The Claude Prestidge Cystic Fibrosis Center at Children’s Health is a leader in the care of pediatric cystic fibrosis patients, caring for more than 300 children each year in North Texas. The center incorporates a multidisciplinary approach to treating CF patients, providing families access to the best care possible, including cutting-edge treatments and clinical trials.

“When Tanner and his family came to us, they wanted to fight, and we wanted to fight alongside them,” said Preeti B. Sharma, M.D., the family’s pediatric pulmonologist and co-director of the Cystic Fibrosis Care Center at UT Southwestern and Children’s Health. “Having access to both a pediatric gastroenterologist and a pediatric pulmonologist, along with a whole team of specialists, was key to moving the bar forward for him to enhance his growth and his pulmonary function.”

Children’s Health participates in the Cystic Fibrosis Therapeutics Development Network, the largest cystic fibrosis clinical trials network in the world. Our affiliation with this network ensures that our patients benefit from the latest drug trials, clinical studies and a wealth of research in cystic fibrosis treatment.

This collaboration means an improvement in patient outcomes, advancing treatments and prognosis for children with cystic fibrosis — even since Tanner and Caleb were born.

“New treatments have altered the life expectancy for people with cystic fibrosis dramatically. People with CF are living longer, healthier lives,” Dr. Sharma said. “And we wouldn’t have made any of these advances without the support of the community to help fund research and to advance how we care for CF patients.”

In the last decade, these therapies have changed the day-to-day life of many patients, improving their lung function, gastrointestinal symptoms and overall energy.
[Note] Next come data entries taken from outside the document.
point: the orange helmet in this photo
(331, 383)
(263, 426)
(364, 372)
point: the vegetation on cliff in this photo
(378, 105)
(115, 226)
Kids feel better and spend less time sick in the hospital. Many also live to be middle-aged adults.

“We started out thinking that our sons weren’t going to graduate high school, and now they have the possibility to live to age 30 or 40,” Stephen, the boys’ dad, said. “They can live a full life. They can have their own kids. They can have a career. They can go to college. They can do anything they want.”